Did you already talk about where your own experiences overlap?
Discuss with your collaborator what sort of things are in that overlap. Come up with a few books that you’ve both read. Now remind yourselves of some of the characters in those books. What were their key character traits, and what things did they do in the stories that you read? Now pick two characters that were from different stories. Completely different ones. They never met, as they were from different fictional worlds.
Now, each of you pick from the list below of possible scenarios for the two of them meeting.

  • One of them has taken something precious from the other and has been caught red-handed
  • They are both accidentally locked in somewhere
  • One rescues the other from certain death
  • They cross paths in the aftermath of a disaster and decide to team up
  • They meet in a social situation that makes one of them very awkward
  • They compete for favour from someone powerful

When you have each picked the one that you’d like to write then agree some ground rules for the test pieces.
I’d suggest that they should probably be somewhere between 800-1500 words. They don’t have to tell a whole story, it’s just a scene.
You should agree on the arena for your pieces. If the two donor stories were set in two different worlds then pick which one you’ll use. Agree on the basic writing style that you will use. First person? Third person? Omniscient narrator?
Set a deadline for your pieces and then review them. You should be able to learn a lot from these. They are strictly throwaway, but you can see whether it’s likely that you and your partner can get into the groove of producing similar fiction. How different are they in style? Can you identify what it is that makes them different?

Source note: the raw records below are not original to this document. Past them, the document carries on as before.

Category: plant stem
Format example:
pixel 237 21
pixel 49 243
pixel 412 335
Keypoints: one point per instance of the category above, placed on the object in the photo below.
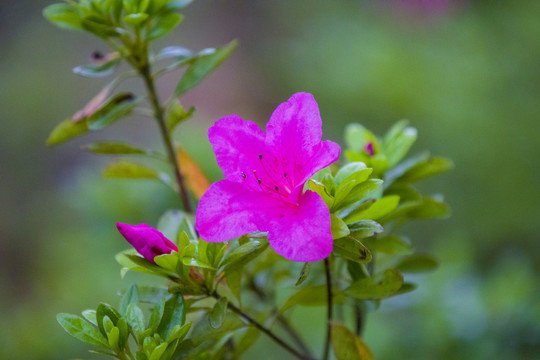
pixel 160 117
pixel 330 302
pixel 262 328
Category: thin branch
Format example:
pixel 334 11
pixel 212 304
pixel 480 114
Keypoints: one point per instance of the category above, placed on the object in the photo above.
pixel 330 304
pixel 265 330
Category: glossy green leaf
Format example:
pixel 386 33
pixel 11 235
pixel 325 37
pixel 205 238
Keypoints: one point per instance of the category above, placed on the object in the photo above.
pixel 304 273
pixel 417 264
pixel 129 169
pixel 164 25
pixel 130 297
pixel 338 228
pixel 177 114
pixel 380 286
pixel 203 66
pixel 352 249
pixel 63 16
pixel 116 108
pixel 113 148
pixel 391 244
pixel 82 330
pixel 217 315
pixel 135 318
pixel 348 346
pixel 67 130
pixel 376 211
pixel 364 228
pixel 174 313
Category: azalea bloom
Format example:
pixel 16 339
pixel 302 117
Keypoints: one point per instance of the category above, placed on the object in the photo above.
pixel 264 181
pixel 148 242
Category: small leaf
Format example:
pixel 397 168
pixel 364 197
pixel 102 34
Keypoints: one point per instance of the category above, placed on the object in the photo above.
pixel 113 148
pixel 128 169
pixel 217 315
pixel 164 25
pixel 352 249
pixel 116 108
pixel 338 228
pixel 82 330
pixel 203 66
pixel 364 229
pixel 348 346
pixel 380 286
pixel 66 130
pixel 417 264
pixel 304 273
pixel 195 178
pixel 376 211
pixel 63 16
pixel 130 297
pixel 391 244
pixel 177 114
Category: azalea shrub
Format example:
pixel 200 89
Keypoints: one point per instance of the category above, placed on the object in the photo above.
pixel 293 210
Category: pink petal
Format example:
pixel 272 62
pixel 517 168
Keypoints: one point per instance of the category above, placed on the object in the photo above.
pixel 303 234
pixel 237 144
pixel 294 137
pixel 229 209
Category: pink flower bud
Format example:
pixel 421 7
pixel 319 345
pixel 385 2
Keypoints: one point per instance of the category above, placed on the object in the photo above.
pixel 148 241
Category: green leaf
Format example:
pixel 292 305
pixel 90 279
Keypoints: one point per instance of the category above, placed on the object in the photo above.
pixel 348 346
pixel 106 311
pixel 173 314
pixel 135 19
pixel 398 141
pixel 82 330
pixel 417 264
pixel 203 66
pixel 364 228
pixel 352 249
pixel 376 211
pixel 116 108
pixel 243 254
pixel 432 166
pixel 130 170
pixel 130 297
pixel 177 114
pixel 304 273
pixel 312 295
pixel 67 130
pixel 391 244
pixel 97 70
pixel 380 286
pixel 217 315
pixel 113 148
pixel 164 25
pixel 338 228
pixel 135 318
pixel 63 16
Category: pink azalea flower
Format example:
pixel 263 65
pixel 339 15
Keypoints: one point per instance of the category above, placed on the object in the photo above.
pixel 148 241
pixel 264 181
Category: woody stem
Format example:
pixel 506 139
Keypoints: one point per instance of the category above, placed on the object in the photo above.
pixel 166 136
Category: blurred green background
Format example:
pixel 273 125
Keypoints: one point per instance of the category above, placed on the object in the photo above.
pixel 467 75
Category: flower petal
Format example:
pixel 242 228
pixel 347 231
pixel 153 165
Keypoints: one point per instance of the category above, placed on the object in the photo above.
pixel 237 144
pixel 294 138
pixel 303 234
pixel 229 209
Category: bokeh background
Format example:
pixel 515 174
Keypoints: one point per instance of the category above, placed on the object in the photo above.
pixel 467 75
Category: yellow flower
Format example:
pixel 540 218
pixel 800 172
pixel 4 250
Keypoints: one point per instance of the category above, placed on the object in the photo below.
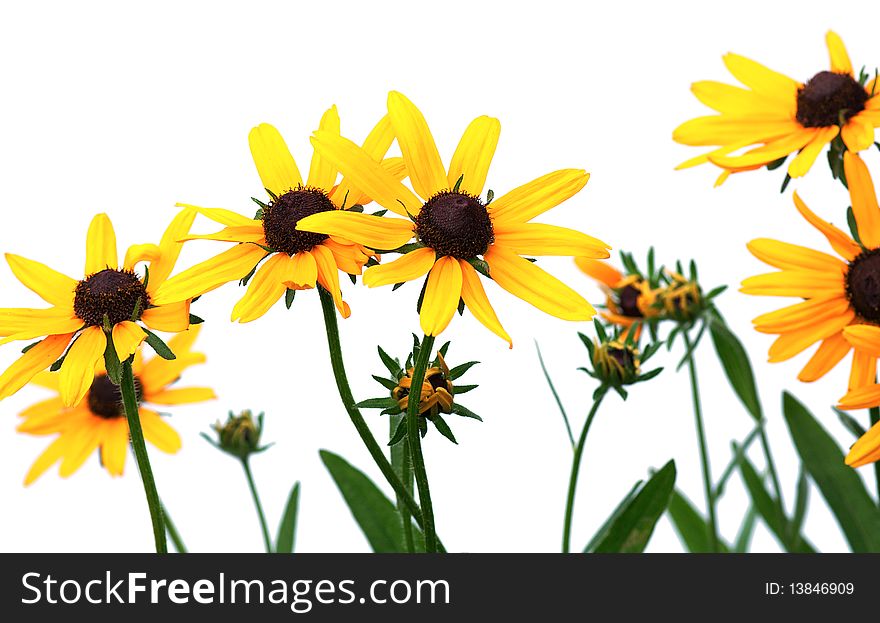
pixel 629 298
pixel 453 226
pixel 777 116
pixel 296 260
pixel 841 298
pixel 108 295
pixel 99 422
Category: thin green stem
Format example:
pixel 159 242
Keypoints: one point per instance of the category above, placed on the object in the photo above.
pixel 129 401
pixel 348 401
pixel 575 469
pixel 414 439
pixel 267 540
pixel 701 436
pixel 173 534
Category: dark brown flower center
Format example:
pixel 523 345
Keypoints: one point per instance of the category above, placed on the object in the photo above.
pixel 118 294
pixel 863 285
pixel 105 398
pixel 827 98
pixel 455 224
pixel 281 216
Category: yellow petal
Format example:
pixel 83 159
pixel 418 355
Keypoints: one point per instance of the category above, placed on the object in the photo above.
pixel 101 245
pixel 275 165
pixel 32 362
pixel 264 290
pixel 840 62
pixel 864 200
pixel 530 283
pixel 840 242
pixel 442 294
pixel 78 369
pixel 473 155
pixel 407 267
pixel 50 285
pixel 171 317
pixel 541 239
pixel 322 173
pixel 231 265
pixel 375 232
pixel 474 297
pixel 417 145
pixel 529 200
pixel 127 336
pixel 366 174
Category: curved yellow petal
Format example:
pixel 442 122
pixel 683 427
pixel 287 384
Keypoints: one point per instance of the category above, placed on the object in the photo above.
pixel 529 200
pixel 32 362
pixel 231 265
pixel 541 239
pixel 275 165
pixel 442 294
pixel 78 369
pixel 533 285
pixel 407 267
pixel 366 174
pixel 51 286
pixel 473 155
pixel 376 232
pixel 474 297
pixel 417 145
pixel 322 173
pixel 101 245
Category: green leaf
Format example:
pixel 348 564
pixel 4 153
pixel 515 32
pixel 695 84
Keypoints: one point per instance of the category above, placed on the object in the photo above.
pixel 158 345
pixel 632 529
pixel 374 513
pixel 737 367
pixel 841 486
pixel 287 530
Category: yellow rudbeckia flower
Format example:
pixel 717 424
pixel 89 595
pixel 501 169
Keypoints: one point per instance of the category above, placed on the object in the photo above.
pixel 99 422
pixel 841 298
pixel 777 116
pixel 109 293
pixel 453 226
pixel 294 260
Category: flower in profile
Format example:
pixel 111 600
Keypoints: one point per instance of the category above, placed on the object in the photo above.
pixel 840 303
pixel 437 396
pixel 457 234
pixel 294 260
pixel 776 116
pixel 109 303
pixel 99 422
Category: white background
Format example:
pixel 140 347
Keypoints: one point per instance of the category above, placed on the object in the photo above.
pixel 108 108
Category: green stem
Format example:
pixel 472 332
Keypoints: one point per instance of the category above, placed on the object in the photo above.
pixel 701 436
pixel 250 478
pixel 575 469
pixel 173 534
pixel 348 401
pixel 129 401
pixel 414 439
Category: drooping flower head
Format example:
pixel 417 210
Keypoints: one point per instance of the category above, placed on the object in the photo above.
pixel 271 253
pixel 776 116
pixel 841 297
pixel 111 301
pixel 99 422
pixel 454 233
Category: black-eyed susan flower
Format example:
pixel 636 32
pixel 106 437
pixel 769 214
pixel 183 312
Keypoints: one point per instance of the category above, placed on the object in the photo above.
pixel 457 234
pixel 271 253
pixel 111 300
pixel 841 297
pixel 99 422
pixel 436 397
pixel 775 116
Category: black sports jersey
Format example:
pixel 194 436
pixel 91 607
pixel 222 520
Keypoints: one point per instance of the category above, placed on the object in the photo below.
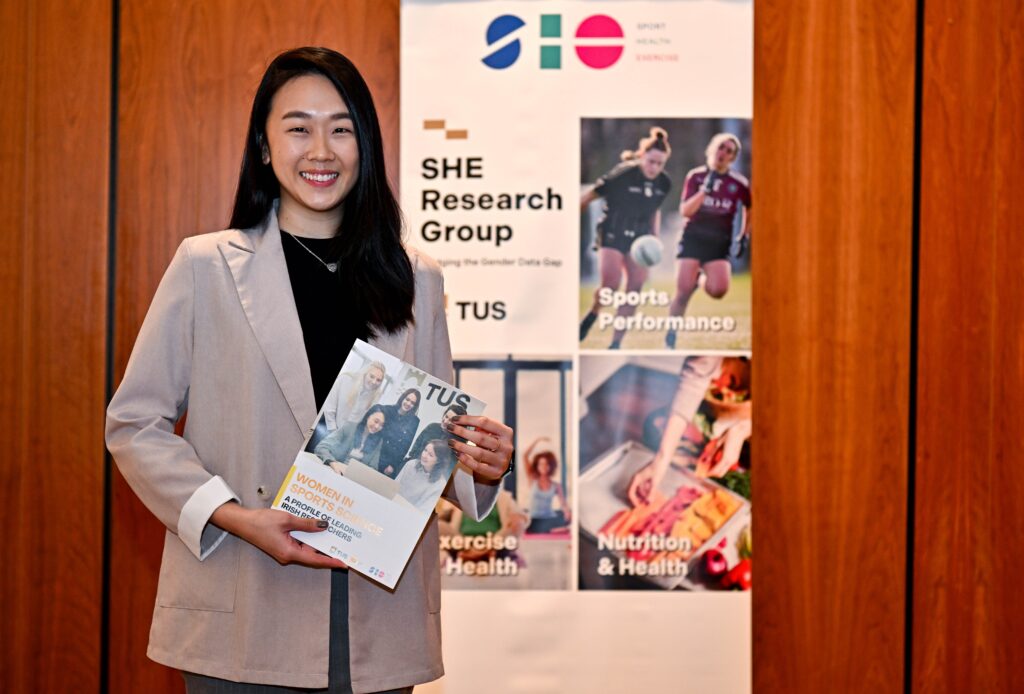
pixel 630 200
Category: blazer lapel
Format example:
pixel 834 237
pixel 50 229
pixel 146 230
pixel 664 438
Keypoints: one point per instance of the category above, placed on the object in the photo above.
pixel 260 275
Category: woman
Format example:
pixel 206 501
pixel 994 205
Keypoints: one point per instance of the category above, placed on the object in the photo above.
pixel 399 429
pixel 354 441
pixel 237 333
pixel 353 394
pixel 422 480
pixel 541 469
pixel 713 194
pixel 633 193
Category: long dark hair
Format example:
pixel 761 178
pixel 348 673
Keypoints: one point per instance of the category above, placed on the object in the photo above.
pixel 376 276
pixel 445 461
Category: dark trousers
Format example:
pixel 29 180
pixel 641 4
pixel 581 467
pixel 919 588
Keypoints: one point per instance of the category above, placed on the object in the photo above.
pixel 339 677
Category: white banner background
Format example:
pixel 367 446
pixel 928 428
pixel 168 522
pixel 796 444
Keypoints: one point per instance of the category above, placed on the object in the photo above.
pixel 680 59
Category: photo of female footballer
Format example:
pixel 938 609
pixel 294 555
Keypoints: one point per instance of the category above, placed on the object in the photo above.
pixel 713 196
pixel 633 193
pixel 635 294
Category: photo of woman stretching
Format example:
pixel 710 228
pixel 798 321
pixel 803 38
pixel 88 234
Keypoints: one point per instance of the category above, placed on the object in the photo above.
pixel 633 193
pixel 713 194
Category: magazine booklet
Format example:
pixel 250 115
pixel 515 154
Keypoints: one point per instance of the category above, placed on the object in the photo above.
pixel 376 463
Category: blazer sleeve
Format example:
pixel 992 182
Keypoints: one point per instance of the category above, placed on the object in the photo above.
pixel 161 467
pixel 475 499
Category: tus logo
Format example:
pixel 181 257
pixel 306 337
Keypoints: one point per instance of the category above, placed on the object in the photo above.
pixel 599 41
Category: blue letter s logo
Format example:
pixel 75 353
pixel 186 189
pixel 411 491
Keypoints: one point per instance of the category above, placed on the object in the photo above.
pixel 498 30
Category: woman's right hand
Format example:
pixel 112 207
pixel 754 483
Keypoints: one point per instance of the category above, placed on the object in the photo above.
pixel 268 530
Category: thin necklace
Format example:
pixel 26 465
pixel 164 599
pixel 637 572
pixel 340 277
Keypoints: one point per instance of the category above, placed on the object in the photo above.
pixel 332 267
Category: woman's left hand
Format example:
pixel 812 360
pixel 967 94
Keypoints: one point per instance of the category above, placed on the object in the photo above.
pixel 491 456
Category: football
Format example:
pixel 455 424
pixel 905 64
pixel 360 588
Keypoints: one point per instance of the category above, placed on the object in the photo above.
pixel 646 251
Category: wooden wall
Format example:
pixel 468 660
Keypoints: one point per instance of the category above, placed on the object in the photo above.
pixel 54 148
pixel 889 378
pixel 834 131
pixel 968 613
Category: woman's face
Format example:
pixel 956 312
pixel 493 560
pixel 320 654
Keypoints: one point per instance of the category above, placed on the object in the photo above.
pixel 725 155
pixel 311 146
pixel 544 467
pixel 373 379
pixel 409 402
pixel 428 459
pixel 375 423
pixel 652 163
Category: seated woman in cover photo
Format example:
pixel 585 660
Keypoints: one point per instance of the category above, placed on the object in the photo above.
pixel 633 193
pixel 238 334
pixel 713 196
pixel 421 480
pixel 400 424
pixel 355 441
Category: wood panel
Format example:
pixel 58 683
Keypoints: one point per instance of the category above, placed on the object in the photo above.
pixel 968 615
pixel 188 72
pixel 54 116
pixel 834 126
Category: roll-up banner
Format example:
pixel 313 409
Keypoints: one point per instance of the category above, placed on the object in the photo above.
pixel 582 172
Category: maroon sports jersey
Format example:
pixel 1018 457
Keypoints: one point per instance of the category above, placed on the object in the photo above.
pixel 719 208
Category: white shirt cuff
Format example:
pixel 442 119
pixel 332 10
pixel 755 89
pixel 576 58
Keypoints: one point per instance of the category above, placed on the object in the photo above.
pixel 194 524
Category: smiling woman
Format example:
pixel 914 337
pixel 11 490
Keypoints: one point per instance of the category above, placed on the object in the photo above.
pixel 249 329
pixel 312 148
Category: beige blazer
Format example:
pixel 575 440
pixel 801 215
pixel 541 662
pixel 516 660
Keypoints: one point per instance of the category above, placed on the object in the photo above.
pixel 222 338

Swap them over and edit each others’ pieces to be more like something that you would have written. I don’t mean change the whole thing to portray a different scene, but stylistically adjust the sentences to be more like something you would have written yourself. Does your original piece still feel like something you’d be happy to put your name to? Do the two pieces read as though they could have been written by the same person? You might need to find a third person to answer that question objectively, or you could feed them into one of the fun text analysis tools you can find on the internet for some clues.
If you can still find differences then talk about them. Do they say something about your writing? Maybe they say something about your editing. Decide to be bolder and edit again if you think it will help. This is really valuable information. You might decide that it’s just not going to be possible to work together, based on this. You might decide that you’d like to work together but that one of you will need to work on writing more concisely and / or the other should edit more brutally.